マグカップ

 まいっちゃったね、こないのよ。


 配信が終わって、ひと息ついた寺蜜になぎさが声をかけた。今日の夕食はおそらくカレーライスで、なぎさは玉ねぎのみじん切りに余念がない。これを炒めに炒めてペーストを作るところから、彼女のカレーライス作りは始まるのである。そのために玉ねぎのみじん切りは神聖な作業である。その最中になぎさがいきなり話しかけたのである。寺蜜には最初何のことか分からない。

 「宅配かい。ネットで何か頼んだの」

 のんびりやさんだなあ。その言葉には諦めと優しさがあって、暮れ始めた二人の部屋のフローリングにゆっくりと沈んだ。


 自宅アパートの近くにあるパン屋のイートイン・スペースで、寺蜜はカレーパンを齧りながら、配信の内容を考えていた。それまで趣味としてやっていたギター奏法解説の動画の視聴率が伸びてきたため、チケット制にしてプログラムも見直し、音楽理論や作曲の仕方を自分なりに深めたプログラムとして再スタートさせた。するとコメント欄にいろんな意見が書き込まれるようになり、その中には、なかなか辛辣なコメントも多かった。


 ・チケット制にする意味あるんですか。以前と変わらないんですけど。

 ・音質を改善して。

 ・もっと丁寧に教えて欲しい。

 ・プロ意識に欠ける。というかプロじゃないんですよね。

 ・調子に乗ってないですか。メジャーなお仕事は何か手がけられたことはあるのですか。

 

 無料で公開していた時に書き込まれていた、賞賛と真逆の言葉がコメント欄の半分以上を埋めた。実際に書かれた言葉を目にすると、やはり落ち込んだ。


 まったく金が絡んだ途端にこれだ。


 しかし寺蜜にしてみれば、アルバイトから足を洗うには、この配信講座に賭けるしかないのだ。

 「あの、これよかったら。もうすぐ入れ替えの時間なんで」大振りの白いマグカップに入ったコーヒーが寺蜜の横に置かれる。モニターから目をあげると、良く見かける女性が人懐っこそうな微笑みを湛えて立っている。

 「あー、いつもご利用していただいているんで。たまには。店長にはナイショです。従業員の私が飲んだことにします。あ、私タダなんで」

 それからなぎさが寺蜜の部屋にやってくるまでに時間は掛からなかった。


 ダイニングテーブルで作業をしていた寺蜜は、立ち上がってなぎさの背後に立つ。炒めた玉ねぎとなぎさの香りが心地よく寺蜜をつつんでゆく。

 「今日もおいしいカレーが食べられる」

 「うん。で、さっき私はなんと言ったでしょう」なぎさは、少し芝居がかった口調で、背後の男に問いかける。

 「ごめん。ちゃんと聴いてなかった」

 燃える落ちる太陽が部屋の窓いっぱいにあった。なぎさの表情は影の中に沈んでいて分からない。

 「ようちゃんのそんなところ大好きだな。だから、ずっと一緒にいたい」なぎさの声の成分から、いつもの柔らかさが少し欠けている。


 なぎさは勤めていたパン屋で、サブリーダーを勤めるまでになっていた。リーダーからの指導に加えて、自らあちこちのパン屋を巡り、オリジナルのパンの開発にも余念がなかった。そして、なぎさが考案したオリジナルのパンも店頭に並ぶようになった。

 なぎさは認められたのだ。のめり込んだらいっさい妥協をしない。それがなぎさのアイデンティティであり、それが評価されたのだ。

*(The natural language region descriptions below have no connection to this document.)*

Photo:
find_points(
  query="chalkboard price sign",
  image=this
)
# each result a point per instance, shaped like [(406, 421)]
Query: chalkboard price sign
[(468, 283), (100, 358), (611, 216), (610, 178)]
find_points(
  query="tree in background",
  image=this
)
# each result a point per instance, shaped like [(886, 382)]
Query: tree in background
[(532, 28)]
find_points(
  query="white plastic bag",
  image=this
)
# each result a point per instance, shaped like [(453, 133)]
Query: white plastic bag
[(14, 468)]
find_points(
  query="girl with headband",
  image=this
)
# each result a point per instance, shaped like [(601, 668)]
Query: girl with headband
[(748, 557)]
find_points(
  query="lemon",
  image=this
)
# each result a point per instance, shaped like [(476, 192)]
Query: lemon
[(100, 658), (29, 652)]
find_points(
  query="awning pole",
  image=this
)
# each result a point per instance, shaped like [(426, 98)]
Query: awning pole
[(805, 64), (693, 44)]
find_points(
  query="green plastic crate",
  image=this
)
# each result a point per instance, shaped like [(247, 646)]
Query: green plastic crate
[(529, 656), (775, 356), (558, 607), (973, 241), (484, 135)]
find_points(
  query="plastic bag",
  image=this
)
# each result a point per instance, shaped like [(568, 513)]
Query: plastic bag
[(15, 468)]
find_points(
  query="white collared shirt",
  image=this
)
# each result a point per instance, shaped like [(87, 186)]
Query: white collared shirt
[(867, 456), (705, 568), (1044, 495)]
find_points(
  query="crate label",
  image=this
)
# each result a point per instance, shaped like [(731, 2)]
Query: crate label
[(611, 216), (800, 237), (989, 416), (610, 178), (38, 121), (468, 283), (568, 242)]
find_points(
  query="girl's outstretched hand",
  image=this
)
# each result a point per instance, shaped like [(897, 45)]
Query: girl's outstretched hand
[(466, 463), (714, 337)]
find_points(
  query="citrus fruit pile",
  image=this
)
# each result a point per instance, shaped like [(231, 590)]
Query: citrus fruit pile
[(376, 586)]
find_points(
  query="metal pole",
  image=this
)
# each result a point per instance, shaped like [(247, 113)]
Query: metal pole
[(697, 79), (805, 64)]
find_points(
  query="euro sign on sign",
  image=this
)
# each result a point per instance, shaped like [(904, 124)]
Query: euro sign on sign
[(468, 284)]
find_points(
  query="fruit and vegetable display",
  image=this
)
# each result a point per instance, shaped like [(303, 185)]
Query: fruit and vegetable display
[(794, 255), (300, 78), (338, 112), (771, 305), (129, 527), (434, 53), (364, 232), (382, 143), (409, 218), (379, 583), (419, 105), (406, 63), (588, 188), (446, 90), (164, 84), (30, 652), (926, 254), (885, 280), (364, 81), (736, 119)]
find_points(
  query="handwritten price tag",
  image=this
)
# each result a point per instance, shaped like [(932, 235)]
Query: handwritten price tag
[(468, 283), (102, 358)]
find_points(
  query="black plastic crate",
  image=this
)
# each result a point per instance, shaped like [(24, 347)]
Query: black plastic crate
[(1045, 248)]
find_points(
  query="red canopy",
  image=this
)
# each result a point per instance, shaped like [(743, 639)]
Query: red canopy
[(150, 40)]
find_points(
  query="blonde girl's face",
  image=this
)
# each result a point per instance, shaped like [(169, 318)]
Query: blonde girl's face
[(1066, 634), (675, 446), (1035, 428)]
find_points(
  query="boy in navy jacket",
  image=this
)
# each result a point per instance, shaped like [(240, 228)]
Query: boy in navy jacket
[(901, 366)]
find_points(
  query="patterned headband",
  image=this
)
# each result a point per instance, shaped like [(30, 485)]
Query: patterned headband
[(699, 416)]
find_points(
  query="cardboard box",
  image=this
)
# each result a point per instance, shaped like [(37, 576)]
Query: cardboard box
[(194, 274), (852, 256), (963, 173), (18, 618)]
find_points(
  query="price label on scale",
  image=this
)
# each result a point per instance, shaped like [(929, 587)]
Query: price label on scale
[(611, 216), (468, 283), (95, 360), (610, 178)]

 「こないの。月に一度のお月様がどっかに行っちゃった」

 来ない。月に一度のお月様。寺蜜はそこでようやく理解できた。

 「なるほど。じゃ、俺も報告しよう」寺蜜の返した言葉に少し面食らったなぎさだったが、すぐに持ち前の好奇心で言葉を返してきた。「なになに。聴かせて聴かせて」陽はもう姿を消して、薄い闇が二人の部屋を染めはじめていた。


 寺蜜は、なぎさに語りかける自分の声を聞きながら、今までにない感情が芽生えてくるのを感じていた。完成させる。あの曲を。竹越が評価してくれた曲の仮タイトルは『バース』。


 いいじゃないか。仮じゃなくて。これでいこう。